The outline is implemented by
invarlock.reporting.report_outline.build_evaluation_report_outline.
Purpose
The outline keeps report renderers aligned around the same information architecture. Reports can include:
- policy failures, warning-mode guard movement, and strict warning policies
- causal, MLM, seq2seq, image-text, and MoE evidence lanes
- primary-metric tail checks and measured accuracy floors
- public assurance-basis reports with runtime manifests and model revisions
- guard-value evidence and benchmark-style bare-vs-guarded comparisons
Renderers should use this shared outline for visible section order.
Canonical Section Order
| Section | Purpose | Typical source blocks |
|---|---|---|
| Decision | Overall verdict, evidence mode, model/edit identity, warning count. | validation, assurance, meta, primary_metric, guard_warnings |
| Primary Metric | Task metric, final value, baseline-relative comparison, CI, tail gate. | primary_metric, primary_metric_tail, validation |
| Policy Gates | Hard verify gates and thresholds. | validation, policy_digest, resolved_policy |
| Guard Signals | Guard observations and warnings separate from hard failures. | guard_warnings, invariants, spectral, rmt, variance, moe |
| Benchmark Comparison | Optional bare-vs-guarded scenario deltas. | benchmark_comparison, benchmark, guard_effect_benchmark |
| Evidence And Provenance | Dataset, windows, runtime/policy/provider digests, device, seed. | dataset, provenance, policy_digest, meta, artifacts |
| Technical Appendix | Verbose raw measurements, resolved policy, plugins, artifacts. | plugins, resolved_policy, policy_provenance, system_overhead, classification, structure, artifacts |
The benchmark section is omitted when no benchmark block is present.
Renderer Rules
- Keep policy failures, guard warnings, and guard-value evidence distinct.

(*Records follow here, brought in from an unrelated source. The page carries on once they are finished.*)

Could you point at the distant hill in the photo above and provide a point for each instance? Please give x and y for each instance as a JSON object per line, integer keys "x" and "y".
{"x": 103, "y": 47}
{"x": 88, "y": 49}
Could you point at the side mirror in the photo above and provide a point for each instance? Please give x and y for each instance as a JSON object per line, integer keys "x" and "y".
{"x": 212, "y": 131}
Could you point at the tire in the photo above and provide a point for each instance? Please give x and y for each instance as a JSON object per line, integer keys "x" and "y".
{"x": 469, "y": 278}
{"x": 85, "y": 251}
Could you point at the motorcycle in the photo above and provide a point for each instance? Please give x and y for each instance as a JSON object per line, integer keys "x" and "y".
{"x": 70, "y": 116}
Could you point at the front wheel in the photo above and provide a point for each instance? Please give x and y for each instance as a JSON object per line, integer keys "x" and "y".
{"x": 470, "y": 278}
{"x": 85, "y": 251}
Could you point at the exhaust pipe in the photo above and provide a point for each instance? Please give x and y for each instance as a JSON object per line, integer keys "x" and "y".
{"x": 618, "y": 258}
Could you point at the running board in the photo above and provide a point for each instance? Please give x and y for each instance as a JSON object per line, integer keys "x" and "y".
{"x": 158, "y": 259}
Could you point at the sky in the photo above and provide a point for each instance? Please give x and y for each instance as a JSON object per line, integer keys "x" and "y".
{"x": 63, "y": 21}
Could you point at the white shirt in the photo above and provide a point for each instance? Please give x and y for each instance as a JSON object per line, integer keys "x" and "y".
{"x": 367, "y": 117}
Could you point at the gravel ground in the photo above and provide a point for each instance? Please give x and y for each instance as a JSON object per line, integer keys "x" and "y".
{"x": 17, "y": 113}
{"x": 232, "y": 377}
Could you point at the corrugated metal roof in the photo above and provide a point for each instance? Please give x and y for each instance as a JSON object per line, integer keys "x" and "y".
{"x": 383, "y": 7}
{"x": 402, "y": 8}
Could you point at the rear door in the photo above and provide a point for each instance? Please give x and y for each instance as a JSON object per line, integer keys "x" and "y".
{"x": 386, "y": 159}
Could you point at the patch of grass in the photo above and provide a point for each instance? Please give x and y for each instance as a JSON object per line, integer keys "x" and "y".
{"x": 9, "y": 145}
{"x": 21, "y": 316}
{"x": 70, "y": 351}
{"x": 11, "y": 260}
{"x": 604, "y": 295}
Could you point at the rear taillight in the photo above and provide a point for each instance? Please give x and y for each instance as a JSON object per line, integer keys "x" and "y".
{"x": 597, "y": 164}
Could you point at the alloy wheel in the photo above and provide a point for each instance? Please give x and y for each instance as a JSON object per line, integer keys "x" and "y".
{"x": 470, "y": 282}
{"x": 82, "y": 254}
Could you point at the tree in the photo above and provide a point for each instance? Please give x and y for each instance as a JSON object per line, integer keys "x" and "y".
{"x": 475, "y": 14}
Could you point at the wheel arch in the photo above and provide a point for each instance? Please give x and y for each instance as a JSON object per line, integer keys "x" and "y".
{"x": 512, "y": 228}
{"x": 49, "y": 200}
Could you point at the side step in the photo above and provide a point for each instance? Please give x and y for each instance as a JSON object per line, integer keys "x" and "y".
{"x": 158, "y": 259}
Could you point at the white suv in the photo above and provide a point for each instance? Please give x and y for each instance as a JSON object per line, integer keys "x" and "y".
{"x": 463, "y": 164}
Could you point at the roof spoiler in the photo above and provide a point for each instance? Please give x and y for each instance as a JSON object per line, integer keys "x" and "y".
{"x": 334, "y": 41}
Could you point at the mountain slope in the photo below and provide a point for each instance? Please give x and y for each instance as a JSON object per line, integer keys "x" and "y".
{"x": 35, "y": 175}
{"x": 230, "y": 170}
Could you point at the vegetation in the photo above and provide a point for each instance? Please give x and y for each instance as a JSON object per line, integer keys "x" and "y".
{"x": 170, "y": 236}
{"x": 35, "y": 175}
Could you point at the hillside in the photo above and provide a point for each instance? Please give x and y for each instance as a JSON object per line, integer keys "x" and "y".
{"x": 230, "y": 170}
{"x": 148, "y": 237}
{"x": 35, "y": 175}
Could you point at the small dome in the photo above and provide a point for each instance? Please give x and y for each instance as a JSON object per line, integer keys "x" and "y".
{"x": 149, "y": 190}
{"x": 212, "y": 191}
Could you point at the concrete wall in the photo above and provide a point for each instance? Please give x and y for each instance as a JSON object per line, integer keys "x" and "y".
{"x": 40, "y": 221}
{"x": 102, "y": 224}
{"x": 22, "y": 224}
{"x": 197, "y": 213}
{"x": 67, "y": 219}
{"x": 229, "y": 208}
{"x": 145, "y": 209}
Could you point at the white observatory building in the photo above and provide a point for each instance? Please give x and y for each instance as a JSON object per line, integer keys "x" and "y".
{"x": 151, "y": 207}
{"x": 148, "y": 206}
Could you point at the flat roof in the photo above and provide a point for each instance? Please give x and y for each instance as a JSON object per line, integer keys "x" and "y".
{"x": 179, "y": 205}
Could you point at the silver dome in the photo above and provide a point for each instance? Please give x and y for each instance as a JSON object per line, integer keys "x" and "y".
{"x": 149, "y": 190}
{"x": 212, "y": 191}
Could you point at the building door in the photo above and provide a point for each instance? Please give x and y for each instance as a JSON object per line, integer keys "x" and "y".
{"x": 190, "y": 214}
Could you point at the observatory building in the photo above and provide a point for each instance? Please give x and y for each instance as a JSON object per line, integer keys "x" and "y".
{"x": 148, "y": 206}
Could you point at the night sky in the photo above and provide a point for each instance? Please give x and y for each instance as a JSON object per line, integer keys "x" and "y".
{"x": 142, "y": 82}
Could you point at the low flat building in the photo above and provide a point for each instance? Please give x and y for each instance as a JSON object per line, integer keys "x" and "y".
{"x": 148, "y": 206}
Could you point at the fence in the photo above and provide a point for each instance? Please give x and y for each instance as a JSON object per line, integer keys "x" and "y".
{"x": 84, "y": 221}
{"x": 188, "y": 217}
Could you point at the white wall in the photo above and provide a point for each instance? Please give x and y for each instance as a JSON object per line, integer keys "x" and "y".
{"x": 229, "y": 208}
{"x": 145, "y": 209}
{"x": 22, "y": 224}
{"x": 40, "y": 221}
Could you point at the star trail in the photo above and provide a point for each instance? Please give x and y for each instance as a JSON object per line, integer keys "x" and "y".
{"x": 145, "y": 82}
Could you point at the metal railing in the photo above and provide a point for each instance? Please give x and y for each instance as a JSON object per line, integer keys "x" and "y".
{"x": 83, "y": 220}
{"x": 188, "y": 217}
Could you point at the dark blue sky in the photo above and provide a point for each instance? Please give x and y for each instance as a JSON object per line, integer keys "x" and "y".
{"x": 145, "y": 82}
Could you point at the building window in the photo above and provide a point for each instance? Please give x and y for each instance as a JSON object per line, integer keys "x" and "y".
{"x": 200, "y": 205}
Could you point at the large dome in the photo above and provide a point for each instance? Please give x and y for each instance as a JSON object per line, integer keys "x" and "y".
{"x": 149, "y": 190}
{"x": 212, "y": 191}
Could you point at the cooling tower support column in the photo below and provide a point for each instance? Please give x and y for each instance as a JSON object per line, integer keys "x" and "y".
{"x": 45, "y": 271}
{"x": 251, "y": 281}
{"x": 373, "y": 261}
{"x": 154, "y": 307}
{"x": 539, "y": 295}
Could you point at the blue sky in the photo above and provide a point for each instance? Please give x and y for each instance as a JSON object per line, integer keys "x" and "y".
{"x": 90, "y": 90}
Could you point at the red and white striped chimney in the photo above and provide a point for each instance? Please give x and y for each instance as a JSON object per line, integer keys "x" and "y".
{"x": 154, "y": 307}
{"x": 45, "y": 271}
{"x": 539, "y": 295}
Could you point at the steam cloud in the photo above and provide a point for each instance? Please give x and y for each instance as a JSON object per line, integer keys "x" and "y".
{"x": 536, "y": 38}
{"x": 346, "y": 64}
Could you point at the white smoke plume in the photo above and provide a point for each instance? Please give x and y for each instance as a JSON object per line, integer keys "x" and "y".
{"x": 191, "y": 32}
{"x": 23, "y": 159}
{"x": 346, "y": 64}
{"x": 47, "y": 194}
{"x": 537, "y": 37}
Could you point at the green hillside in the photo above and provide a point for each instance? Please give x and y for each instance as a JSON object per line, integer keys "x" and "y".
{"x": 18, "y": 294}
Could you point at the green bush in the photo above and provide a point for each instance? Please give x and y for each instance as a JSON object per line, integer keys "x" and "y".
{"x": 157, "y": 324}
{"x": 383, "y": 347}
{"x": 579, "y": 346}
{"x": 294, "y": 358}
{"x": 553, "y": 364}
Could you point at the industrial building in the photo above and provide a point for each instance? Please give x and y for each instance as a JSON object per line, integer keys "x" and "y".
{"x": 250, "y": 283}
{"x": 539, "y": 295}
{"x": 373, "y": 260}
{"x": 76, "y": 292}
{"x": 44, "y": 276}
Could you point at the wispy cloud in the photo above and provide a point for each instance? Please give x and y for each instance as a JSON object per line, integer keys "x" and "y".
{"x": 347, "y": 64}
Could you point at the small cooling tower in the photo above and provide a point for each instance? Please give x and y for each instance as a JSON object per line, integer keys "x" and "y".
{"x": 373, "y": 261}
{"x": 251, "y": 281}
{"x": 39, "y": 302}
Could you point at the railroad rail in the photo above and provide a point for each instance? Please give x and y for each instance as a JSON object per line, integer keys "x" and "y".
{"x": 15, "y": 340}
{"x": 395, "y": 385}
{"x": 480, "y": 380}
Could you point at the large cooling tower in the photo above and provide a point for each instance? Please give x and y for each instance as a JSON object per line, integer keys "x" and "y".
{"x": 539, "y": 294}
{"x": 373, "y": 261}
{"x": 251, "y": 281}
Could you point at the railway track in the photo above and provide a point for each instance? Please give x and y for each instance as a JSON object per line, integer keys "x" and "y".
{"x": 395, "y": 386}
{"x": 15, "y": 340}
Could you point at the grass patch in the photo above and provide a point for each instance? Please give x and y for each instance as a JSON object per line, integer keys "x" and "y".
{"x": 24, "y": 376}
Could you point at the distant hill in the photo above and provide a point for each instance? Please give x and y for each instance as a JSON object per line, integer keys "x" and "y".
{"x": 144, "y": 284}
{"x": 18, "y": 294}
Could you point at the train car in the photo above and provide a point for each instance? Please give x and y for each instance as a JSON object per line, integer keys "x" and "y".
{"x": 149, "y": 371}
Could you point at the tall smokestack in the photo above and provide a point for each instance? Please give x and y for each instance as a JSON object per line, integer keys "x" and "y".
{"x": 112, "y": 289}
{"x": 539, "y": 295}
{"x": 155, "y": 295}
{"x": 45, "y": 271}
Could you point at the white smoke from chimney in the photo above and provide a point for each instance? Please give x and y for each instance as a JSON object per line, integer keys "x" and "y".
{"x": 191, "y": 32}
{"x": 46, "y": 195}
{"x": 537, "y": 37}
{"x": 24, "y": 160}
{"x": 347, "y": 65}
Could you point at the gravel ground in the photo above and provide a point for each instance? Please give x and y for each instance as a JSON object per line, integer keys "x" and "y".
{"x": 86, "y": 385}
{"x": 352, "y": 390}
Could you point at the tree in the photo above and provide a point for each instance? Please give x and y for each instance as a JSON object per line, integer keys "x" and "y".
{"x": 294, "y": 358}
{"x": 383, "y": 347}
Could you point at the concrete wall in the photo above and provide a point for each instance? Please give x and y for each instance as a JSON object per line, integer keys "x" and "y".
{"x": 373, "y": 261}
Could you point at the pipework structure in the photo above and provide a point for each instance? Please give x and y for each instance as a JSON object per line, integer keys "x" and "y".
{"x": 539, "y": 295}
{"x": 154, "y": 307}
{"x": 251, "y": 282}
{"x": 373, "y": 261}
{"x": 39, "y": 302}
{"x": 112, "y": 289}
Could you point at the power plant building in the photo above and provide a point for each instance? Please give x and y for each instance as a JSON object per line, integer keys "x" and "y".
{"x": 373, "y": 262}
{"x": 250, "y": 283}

- Keep primary metric interpretation task-aware: ppl-like metrics use ratios; accuracy uses percentage-point deltas.
- Put benchmark deltas after guard signals, not in provenance or appendix.
- Keep verbose policy YAML, plugin provenance, and raw artifacts in the technical appendix unless they are needed to explain the verdict.
- Treat the outline as the source for visible section order in future Markdown and HTML renderers.